Foi então que o maestro chinês guiou meus passos pela partitura de Sibelius. Ao primeiro acorde, respirei a música. E expirei saudades. A brisa trouxe seu cheiro. E lembrei do seu jeito de sorrir. Em cada nota, meu corpo encontrou o seu. Enrosquei-me na fantasia de me dissolver em seus braços. Sentir sua pele entre as unhas. E a música foi ganhando mais vigor. Misturar-me ao seu sangue. Azul. Como os lençóis, a garrafa d’água e a luz do Ipod. Meu coração pediu afago. Meus olhos derramaram ternura. O maestro tremeu no palco. E desejei seu sexo. Oito minutos. E tudo voltou ao normal. Você guardado tão puramente dentro de mim que descobri ser impossível te perder. Mesmo quando quero ser de outro.

segunda-feira, 14 de julho de 2008

Let's go!


Summer rain

Ela procurou o vento. E pediu a água turva que banha a estátua. Chamou Oxum. Em outra língua. E foi atendida. O céu escorreu a noite inteira enquanto seu útero jorrou sangue latino.
Na grama molhada do Bryant Park, dividiu o mesmo chão banhado de chuva com espanhóis e com a italina que grita contente as palavras da vida. O firmamento escureceu. Mais uma noite. E ela finalmente sorriu inteira. In Manhattan.

Quando chove no verão, ela entende. E o mundo faz sentido.

The dark side of the moon

Se eu quiser, posso dizer que meu nome é Jéssica. Que tenho 19 anos. Que sou virgem. Que tenho intestino preso. Que gosto de sardinha. Que tenho chulé. Que gosto de mulher. Que moro numa casa com cinco irmãos mais velhos, três cachorros, quatro papagaios e uma iguana. Que meu pai é vereador.
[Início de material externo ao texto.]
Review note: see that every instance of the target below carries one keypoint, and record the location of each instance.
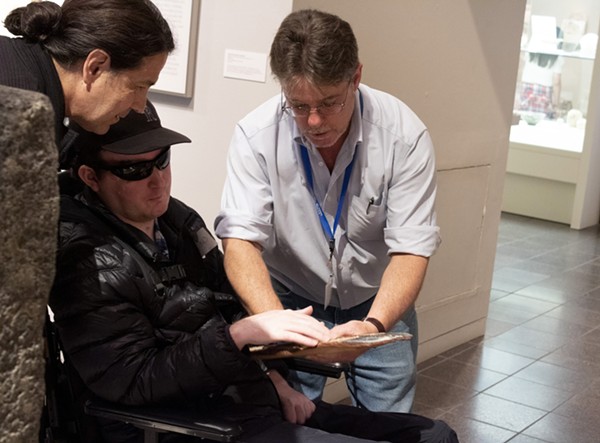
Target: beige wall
(454, 63)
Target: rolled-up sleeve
(411, 225)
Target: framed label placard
(177, 77)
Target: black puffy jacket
(139, 342)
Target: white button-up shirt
(389, 204)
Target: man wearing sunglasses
(146, 315)
(329, 202)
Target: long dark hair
(127, 30)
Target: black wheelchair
(65, 421)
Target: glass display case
(550, 166)
(555, 77)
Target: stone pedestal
(28, 233)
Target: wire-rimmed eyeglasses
(323, 109)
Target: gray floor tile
(473, 431)
(529, 393)
(534, 377)
(499, 412)
(494, 360)
(464, 375)
(559, 429)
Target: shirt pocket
(366, 218)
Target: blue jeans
(383, 378)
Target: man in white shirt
(329, 202)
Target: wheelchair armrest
(158, 419)
(333, 370)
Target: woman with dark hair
(94, 59)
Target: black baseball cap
(134, 134)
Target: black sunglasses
(140, 170)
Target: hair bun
(35, 22)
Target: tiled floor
(535, 375)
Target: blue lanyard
(330, 233)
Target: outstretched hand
(280, 325)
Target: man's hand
(353, 327)
(280, 325)
(297, 408)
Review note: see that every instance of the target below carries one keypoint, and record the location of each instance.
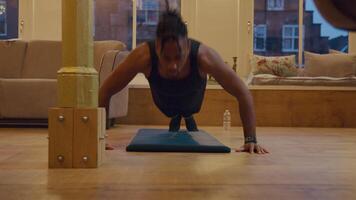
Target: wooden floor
(304, 164)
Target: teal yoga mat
(159, 140)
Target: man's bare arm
(137, 61)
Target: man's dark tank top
(177, 97)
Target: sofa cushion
(43, 59)
(280, 66)
(268, 79)
(330, 65)
(12, 55)
(27, 98)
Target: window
(148, 12)
(269, 41)
(320, 36)
(290, 38)
(3, 22)
(275, 4)
(113, 21)
(9, 17)
(260, 35)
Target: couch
(28, 77)
(333, 69)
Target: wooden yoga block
(76, 137)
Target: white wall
(42, 19)
(352, 42)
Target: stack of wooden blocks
(76, 137)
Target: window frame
(272, 5)
(264, 26)
(147, 10)
(5, 18)
(293, 37)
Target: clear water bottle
(227, 120)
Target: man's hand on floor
(252, 148)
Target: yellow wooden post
(80, 136)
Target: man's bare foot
(109, 147)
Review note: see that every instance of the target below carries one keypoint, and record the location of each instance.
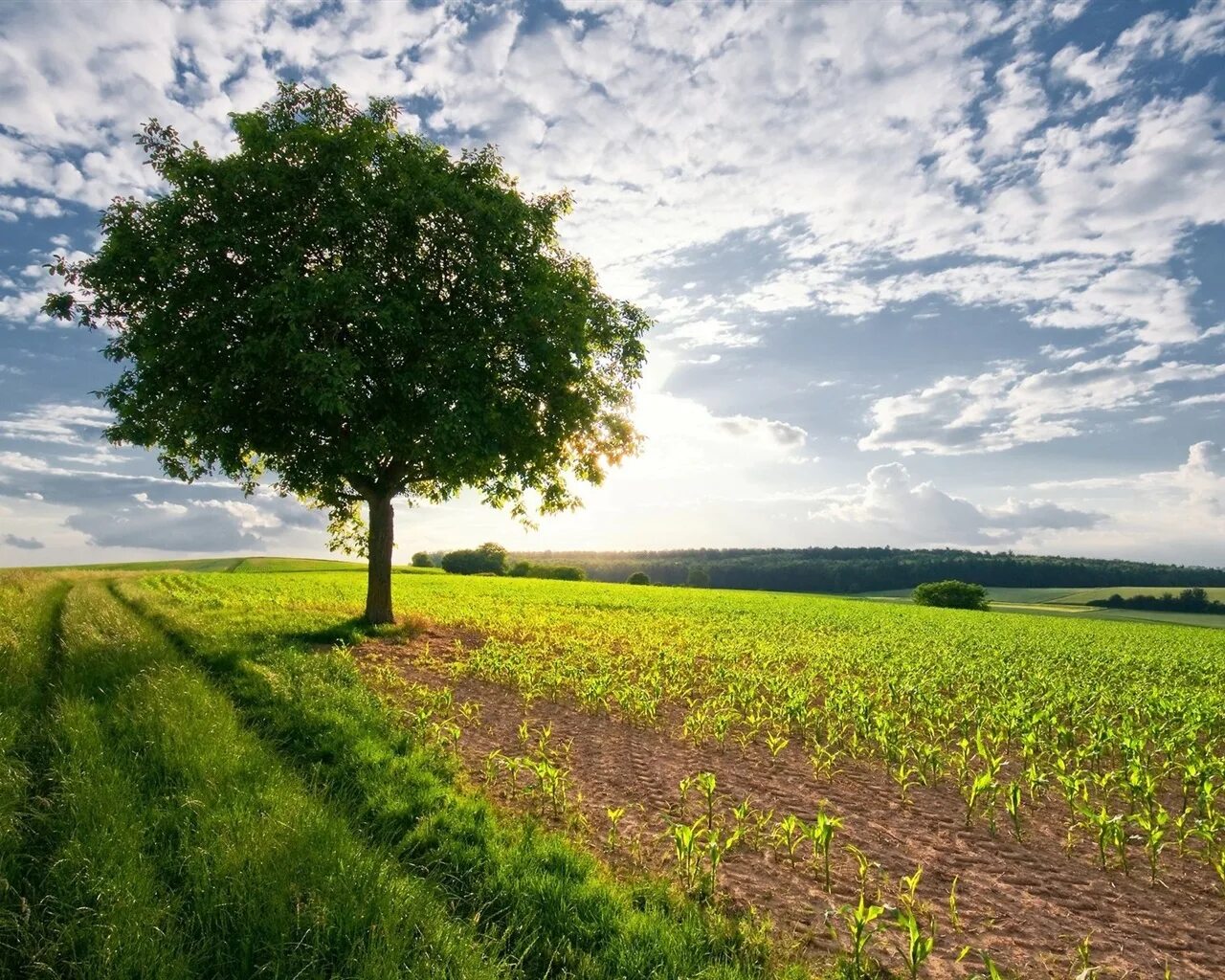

Que minha mãe tem botox. Que sou formada em balé clássico. Que sou alérgica a glúten. Que sei falar hebraico. Que sou budista. Que sei dirigir. Que sou alcoólatra. Que já viajei com um circo. Que moro em Araraquara. Que jogo tênis. Que sou vegetariana. Que já participei de um Big Brother. Que já tentei me matar. Que não tenho um rim porque doei para um vizinho. Que uso peruca. Se eu quiser....Mas não quero. Posso ser eu mesma. Mas quando voltar para casa, quero ficar em paz. Jogar fora o lixo. Talvez jogar algumas pessoas no lixo. Talvez uma parte de mim...I don´t know...

Street art


Lost (in translation)

Ela saiu da ilha pela primeira vez pelas pernas de sua mãe. Ela não queria se afastar do mar e da areia que à noite refrescava sua pele e seus pensamentos. Só retornou quando já era outra. Com o útero escorrendo, deixou o cabelo crescer e a pele bronzear. Selvagem. Ouviu histórias muito diferentes das suas. Os viajantes que vinham de longe traziam novidades. E um LP do Pearl Jam. Ela descobriu que queria ser do mundo – apesar de já sentir-se sufocada entre as paredes com tapeçaria indiana desde criança. Mas foi no embalo da brisa do Oceano Atlântico que entendeu como faria para sair de ilha. Again. E por vontade própria.
Aos 20, com um amor rasgando o coração e um sonho fincado na alma, partiu. Não foram fáceis os anos seguintes. Jung foi convocado para ajudar. Vestido de mulher, estava sempre acompanhado pelo fiel Tomy. Foi útil por um tempo, depois ela optou pelas salas de cinema, tatuou uma estrela na nuca e continuou andando. Da vez que enlouqueceu, trancou-se em casa. Dormiu cem anos. E quando acordou, continuou andando. Encontrou fadas-madrinhas, dragões e lagartos. Dos leões, ficou amiga para não precisar matá-los todos os dias e, das cobras, aprendeu a fazer o antídoto usando o próprio veneno. Às vezes, ela esquece tudo e finge. Às vezes, se arma. Muitas vezes chora sozinha. Mas ela ainda sabe o que quer. Mesmo que só encontre certeza no azul silencioso do 11º andar ou no sorriso cúmplice do homem que a acompanha. Mesmo sem querer (ou saber).
Hoje, ela está em outra ilha. Mais longe. Tão úmida quanto a sua ilha. Tão quente quanto seu sonho. Uma ilha deserta e cheia de gente. Caminhando de um lado para outro. Falando sozinha. Um arquipélago humano. Homens e Mulheres. Todos ilhados. Cercados deles mesmos por todos os lados. Sem pontes.
E ela.
Sem entender bem as direções, anda por ruas que não têm nomes. Sem entender bem o que dizem e nem imaginar o que sonham, ela mistura idiomas em seus pensamentos. E não chega a lugar nenhum. Mas continua andando.